[RFC] Load Instruction: Uninitialized Memory Semantics

There are two main optimizations that you lose:

  1. Folding of phis originated from conditional loads (SROA).
    e.g.:
int x;
if (cond)
  x = *p;
use(x);

SROA will covert this into (with nondet semantics):

%nondet = freeze poison
br %cond, then, else

then:
  br else

else:
  %v = phi [%p, %then], [%nondet, %entry]

We want to convert this into:

...
else:
  %v = %p

But we cannot do this transformation because if %p is poison, we would be changing nondet into poison when %cond=false. One way around it would be to mark loads with !noundef in clang.
Right now, this transformation is done for phis with undef inputs (by InstSimplify), but that is a miscompilation!

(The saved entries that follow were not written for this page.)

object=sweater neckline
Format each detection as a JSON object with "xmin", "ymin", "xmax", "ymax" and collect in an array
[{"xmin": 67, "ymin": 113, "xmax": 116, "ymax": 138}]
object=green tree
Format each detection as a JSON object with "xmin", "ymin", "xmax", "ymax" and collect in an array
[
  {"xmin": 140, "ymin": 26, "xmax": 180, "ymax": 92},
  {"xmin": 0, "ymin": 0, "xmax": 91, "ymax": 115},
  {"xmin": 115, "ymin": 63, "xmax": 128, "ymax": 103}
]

  1. Duplicating loads. This non-deterministic semantics prevents duplicating loads that have multiple uses and split those uses across the 2 copies of the load.
    For example, you cannot sink a load into a loop, as before the optimization it would execute just once and after it would execute once per iteration, potentially giving a different value on each iteration.
    I think this issue is solvable with a trick I’ve called “entanglement” of loads (that forces that their non-determinism resolves to the same value), but that is not studied in-depth nor implemented.

Marking loads with !noundef seems similar to the effort of adding noundef to function parameters, that seems doable.

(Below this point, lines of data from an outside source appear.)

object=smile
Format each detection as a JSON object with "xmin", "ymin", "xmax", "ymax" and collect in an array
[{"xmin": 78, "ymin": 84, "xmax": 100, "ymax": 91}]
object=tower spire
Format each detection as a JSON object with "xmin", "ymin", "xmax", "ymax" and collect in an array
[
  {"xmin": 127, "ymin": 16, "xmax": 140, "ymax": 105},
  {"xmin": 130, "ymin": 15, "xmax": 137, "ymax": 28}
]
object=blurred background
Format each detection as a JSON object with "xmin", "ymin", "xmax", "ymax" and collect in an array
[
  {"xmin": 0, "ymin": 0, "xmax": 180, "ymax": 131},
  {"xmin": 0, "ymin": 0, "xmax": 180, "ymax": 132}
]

Would this also be solvable with !noundef loads?

Yes, both issues are solvable with !noundef.
But, !noundef has its own issues :slight_smile: When a load is hoisted, we need to drop !noundef. It’s not terrible because by that time SROA has run.

The other concern is regarding other frontends. While we can use !noundef in clang, I don’t know if that’s ok for Rust @RalfJung?

We can and in fact already do annotate most loads as !noundef since Put `noundef` on all scalars that don't allow uninit by Nilstrieb ¡ Pull Request #106294 ¡ rust-lang/rust ¡ GitHub.

1 Like

@vitalybuka Would msan be affected if loads of uninit memory returned nondet instead of undef/poison?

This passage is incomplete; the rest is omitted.